Reacting to anthrax and H5N1 influenza virus shipments from one lab to another in the recent past, the US Centers for Disease Control and Prevention (CDC) has suspended shipments from its high-biosecurity facilities.
The US disease agency has also shut down the laboratories responsible for the anthrax and H5N1 incidents, pending an investigation, Nature reported.
"I am disappointed by what happened and frankly, I am angry," agency director Thomas Frieden told a press conference.
The CDC's actions come on the heels of another biosafety scare earlier this month when unauthorised vials of smallpox were found in a cold storage room on the National Institutes of Health campus in Bethesda, Maryland.
According to a CDC report released this week, at least five such incidents have happened in the past decade in which CDC shipments of potentially viable pathogens were improperly inactivated or wrongly believed to be harmless.
"These are wakeup calls. These are events that tell us we have a problem, and we are going to fix it," Frieden added.

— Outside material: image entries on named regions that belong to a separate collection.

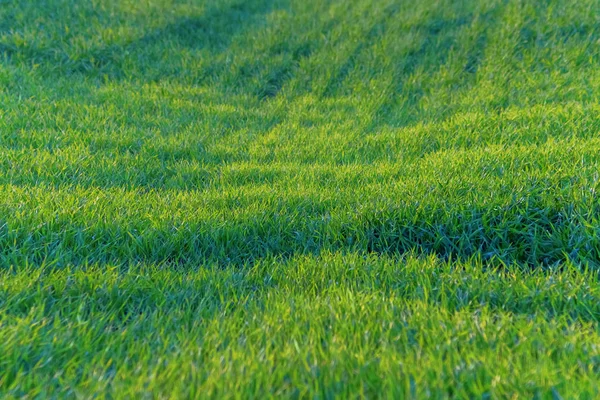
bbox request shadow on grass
[0,0,284,80]
[0,191,600,268]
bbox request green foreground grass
[0,0,600,398]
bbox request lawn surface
[0,0,600,399]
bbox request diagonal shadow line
[321,4,400,98]
[0,0,278,79]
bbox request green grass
[0,0,600,399]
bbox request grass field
[0,0,600,399]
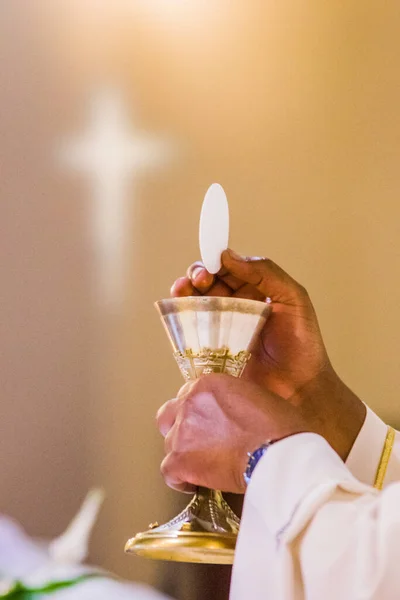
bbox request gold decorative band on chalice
[174,347,251,381]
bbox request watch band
[243,440,274,485]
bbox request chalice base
[125,488,240,565]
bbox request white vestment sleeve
[231,433,400,600]
[346,407,400,485]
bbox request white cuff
[346,407,387,486]
[245,433,373,543]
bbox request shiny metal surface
[125,296,271,564]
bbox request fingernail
[190,267,203,281]
[228,248,246,261]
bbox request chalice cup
[125,296,270,564]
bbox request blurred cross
[63,89,169,307]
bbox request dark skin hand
[171,250,366,460]
[157,374,321,494]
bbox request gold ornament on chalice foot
[125,296,270,564]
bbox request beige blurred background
[0,0,400,599]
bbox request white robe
[230,409,400,600]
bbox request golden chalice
[125,296,270,564]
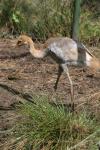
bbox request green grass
[16,96,100,150]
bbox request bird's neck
[89,58,100,71]
[28,39,46,58]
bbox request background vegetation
[0,0,100,44]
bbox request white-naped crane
[17,35,100,109]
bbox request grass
[15,96,100,150]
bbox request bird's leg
[62,64,74,111]
[54,65,63,91]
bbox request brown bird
[17,35,100,107]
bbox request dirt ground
[0,39,100,150]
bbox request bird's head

The news of anthrax exposure broke June 19. The CDC began investigating why its lab workers did not follow proper procedure to inactivate Bacillus anthracis spores before shipping these to another lab.
The receiving lab was not equipped to handle the pathogen.
Once the mistake was discovered, more than 70 people were pre-emptively treated for anthrax infection, the Nature report added.
In March this year, the CDC's influenza lab contaminated a harmless flu strain with the highly dangerous H5N1 variety, and sent it to a laboratory operated by the US Department of Agriculture (USDA) in Athens, Georgia.
The mistake was discovered May 23 but according to Frieden, he was not notified until July 9.
According to the CDC, it will work with an external scientific advisory panel to examine safety procedures at all of its high-level biosafety labs before resuming any shipments to internal or external labs.